What Mutual Aid Is (and Isn't): Understanding the political nature of care work.
Mutual aid isn't charity—it's political work that builds solidarity and challenges capitalism.

Book summary
by Dean Spade
Building Solidarity During This Crisis (and the Next)
A playbook on designing care networks that outlast elections.
Topics
Collect the neighborhood-level rituals and note the checklists at the end of each chapter. Use Readever to schedule those rituals with your own pods and to archive the supporting evidence for future budget requests. Focus on understanding the practical organizing principles Spade outlines and how to adapt them to your specific community context.
Things to know before reading
Dean Spade provides a practical guide to building mutual aid networks that can sustain communities through crises and build lasting solidarity. The book shows how ordinary people can create systems of care that meet immediate needs while challenging the extractive logic of capitalism and building power for long-term transformation.

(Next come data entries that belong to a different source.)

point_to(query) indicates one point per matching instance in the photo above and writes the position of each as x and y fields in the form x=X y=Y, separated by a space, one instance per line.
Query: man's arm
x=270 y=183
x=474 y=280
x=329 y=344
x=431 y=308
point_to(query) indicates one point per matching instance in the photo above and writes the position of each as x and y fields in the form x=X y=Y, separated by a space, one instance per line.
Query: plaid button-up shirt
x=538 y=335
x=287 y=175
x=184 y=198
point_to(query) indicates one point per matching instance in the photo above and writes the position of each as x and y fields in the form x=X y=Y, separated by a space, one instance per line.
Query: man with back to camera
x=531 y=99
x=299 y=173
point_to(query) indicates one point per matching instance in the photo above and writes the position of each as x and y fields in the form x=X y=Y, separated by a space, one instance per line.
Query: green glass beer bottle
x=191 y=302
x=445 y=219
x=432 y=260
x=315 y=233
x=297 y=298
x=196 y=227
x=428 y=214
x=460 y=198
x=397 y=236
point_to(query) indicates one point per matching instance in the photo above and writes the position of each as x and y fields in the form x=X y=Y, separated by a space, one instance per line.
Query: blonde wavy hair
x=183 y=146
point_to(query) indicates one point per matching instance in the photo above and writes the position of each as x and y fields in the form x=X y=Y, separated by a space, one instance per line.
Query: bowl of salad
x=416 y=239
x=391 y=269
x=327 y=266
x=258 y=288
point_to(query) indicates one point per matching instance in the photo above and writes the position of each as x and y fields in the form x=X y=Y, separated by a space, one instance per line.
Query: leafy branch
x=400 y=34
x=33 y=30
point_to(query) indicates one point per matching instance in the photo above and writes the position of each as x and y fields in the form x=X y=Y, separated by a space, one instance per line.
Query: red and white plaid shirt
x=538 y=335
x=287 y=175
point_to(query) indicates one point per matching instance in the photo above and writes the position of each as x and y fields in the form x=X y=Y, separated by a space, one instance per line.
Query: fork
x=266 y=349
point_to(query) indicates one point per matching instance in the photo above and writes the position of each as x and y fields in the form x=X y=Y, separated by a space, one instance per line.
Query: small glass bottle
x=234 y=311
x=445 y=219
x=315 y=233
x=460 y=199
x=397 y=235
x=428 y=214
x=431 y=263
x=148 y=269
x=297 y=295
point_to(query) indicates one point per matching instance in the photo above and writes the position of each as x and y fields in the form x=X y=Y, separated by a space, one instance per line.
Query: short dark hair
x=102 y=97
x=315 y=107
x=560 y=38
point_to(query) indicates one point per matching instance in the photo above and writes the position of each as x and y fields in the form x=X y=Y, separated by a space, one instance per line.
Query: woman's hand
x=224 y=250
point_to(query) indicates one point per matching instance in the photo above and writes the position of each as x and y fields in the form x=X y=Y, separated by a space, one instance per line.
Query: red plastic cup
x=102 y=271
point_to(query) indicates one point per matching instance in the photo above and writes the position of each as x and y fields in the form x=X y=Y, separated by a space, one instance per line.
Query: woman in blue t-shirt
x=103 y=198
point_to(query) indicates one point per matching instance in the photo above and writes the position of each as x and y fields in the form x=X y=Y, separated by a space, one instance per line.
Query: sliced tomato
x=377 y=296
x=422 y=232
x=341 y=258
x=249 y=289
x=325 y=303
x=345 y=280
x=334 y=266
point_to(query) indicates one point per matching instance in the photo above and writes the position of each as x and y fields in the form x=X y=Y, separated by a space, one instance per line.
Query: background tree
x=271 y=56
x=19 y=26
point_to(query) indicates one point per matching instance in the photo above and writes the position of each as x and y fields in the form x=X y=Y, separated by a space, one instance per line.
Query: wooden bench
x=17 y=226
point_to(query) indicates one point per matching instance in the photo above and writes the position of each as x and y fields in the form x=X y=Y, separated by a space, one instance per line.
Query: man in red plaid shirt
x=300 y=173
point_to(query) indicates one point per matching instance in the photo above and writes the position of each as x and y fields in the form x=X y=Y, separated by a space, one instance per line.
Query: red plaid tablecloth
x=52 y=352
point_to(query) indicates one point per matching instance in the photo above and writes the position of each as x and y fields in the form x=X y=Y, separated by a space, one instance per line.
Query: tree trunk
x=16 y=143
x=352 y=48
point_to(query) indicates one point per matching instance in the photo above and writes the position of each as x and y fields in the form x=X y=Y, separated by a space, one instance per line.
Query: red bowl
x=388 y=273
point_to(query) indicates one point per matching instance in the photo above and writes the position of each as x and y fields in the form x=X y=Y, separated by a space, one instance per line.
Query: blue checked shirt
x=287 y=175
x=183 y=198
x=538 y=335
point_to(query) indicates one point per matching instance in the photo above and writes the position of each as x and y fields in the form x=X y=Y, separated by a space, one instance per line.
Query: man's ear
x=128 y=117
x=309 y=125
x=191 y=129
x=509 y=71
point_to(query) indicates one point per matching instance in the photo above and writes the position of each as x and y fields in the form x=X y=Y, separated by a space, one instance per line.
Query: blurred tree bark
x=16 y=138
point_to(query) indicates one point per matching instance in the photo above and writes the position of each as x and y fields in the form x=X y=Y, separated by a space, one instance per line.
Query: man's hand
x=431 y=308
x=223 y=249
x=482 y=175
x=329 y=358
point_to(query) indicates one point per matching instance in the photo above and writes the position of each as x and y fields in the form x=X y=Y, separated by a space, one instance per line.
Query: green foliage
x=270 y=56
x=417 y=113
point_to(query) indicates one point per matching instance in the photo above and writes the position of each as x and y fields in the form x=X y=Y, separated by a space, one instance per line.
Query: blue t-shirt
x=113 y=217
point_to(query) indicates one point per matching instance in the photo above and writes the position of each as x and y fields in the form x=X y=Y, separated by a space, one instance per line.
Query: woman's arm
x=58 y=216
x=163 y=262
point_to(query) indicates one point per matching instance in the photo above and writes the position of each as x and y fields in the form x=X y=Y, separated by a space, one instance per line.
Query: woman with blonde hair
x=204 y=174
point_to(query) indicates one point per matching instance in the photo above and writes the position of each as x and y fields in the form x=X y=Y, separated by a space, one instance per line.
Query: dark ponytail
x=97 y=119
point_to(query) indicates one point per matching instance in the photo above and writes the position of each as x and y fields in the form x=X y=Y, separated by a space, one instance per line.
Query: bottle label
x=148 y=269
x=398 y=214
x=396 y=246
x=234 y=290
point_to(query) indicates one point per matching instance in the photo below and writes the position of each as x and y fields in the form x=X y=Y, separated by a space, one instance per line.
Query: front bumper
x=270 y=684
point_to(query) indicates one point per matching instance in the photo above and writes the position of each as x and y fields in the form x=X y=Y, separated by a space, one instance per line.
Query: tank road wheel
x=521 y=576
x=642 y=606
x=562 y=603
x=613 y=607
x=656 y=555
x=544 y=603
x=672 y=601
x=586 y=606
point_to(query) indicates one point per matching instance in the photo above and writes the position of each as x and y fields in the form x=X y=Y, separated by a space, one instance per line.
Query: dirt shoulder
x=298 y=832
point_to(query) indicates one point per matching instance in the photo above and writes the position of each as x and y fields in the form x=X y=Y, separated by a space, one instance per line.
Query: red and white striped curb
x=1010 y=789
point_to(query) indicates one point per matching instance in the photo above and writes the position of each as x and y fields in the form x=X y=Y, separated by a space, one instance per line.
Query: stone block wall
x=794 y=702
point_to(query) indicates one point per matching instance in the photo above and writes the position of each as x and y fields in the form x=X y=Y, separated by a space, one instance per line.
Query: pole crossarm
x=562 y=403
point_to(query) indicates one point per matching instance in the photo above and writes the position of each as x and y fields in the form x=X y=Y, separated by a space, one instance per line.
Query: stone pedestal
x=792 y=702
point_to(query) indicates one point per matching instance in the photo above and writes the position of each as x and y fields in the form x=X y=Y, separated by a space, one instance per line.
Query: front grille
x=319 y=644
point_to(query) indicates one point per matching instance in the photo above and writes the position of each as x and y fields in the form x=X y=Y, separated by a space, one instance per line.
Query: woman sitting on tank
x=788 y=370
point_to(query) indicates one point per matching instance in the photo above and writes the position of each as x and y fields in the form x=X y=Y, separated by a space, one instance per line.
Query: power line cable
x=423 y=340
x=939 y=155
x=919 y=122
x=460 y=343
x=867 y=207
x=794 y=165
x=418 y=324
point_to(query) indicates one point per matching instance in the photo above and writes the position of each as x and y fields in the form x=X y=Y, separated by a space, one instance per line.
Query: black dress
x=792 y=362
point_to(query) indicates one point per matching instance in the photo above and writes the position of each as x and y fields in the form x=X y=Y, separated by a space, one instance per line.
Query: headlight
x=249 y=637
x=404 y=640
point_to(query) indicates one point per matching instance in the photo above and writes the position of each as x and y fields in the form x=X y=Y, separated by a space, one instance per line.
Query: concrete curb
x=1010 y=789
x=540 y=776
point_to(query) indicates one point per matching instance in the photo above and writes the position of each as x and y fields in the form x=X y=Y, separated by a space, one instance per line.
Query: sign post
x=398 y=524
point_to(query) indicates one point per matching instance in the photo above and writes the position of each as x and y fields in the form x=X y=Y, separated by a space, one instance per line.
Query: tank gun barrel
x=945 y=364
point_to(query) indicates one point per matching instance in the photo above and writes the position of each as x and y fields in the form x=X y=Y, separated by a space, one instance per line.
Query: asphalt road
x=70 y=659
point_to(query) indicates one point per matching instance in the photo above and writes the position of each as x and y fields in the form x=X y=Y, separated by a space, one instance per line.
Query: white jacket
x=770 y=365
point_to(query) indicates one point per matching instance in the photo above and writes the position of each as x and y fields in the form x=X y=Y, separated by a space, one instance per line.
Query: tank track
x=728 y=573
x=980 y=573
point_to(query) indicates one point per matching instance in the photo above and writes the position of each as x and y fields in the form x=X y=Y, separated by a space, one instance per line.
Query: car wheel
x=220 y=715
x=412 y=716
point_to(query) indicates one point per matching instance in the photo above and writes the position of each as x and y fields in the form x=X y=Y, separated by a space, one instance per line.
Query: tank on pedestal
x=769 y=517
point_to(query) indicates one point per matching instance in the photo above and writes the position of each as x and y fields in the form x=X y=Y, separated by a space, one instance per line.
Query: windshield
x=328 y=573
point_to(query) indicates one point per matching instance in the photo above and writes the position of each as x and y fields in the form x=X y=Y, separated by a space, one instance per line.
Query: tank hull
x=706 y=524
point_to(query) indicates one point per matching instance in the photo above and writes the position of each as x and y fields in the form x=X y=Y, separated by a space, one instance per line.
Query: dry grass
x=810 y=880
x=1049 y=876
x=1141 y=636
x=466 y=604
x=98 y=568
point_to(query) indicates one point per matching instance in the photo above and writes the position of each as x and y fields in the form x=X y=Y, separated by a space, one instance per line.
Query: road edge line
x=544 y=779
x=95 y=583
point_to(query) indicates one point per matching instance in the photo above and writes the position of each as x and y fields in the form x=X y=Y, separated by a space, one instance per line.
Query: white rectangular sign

*Mutual Aid: Building Solidarity During This Crisis* provides a practical guide to building community care networks that can meet immediate needs while building lasting solidarity and political power.
Mutual aid isn't charity—it's political work that builds solidarity and challenges capitalism.
The most resilient mutual aid networks are those built on clear principles and sustainable practices.
Mutual aid isn't just about survival—it's about building the world we want to live in.
The biggest threat to mutual aid networks isn't external opposition—it's internal burnout and conflict.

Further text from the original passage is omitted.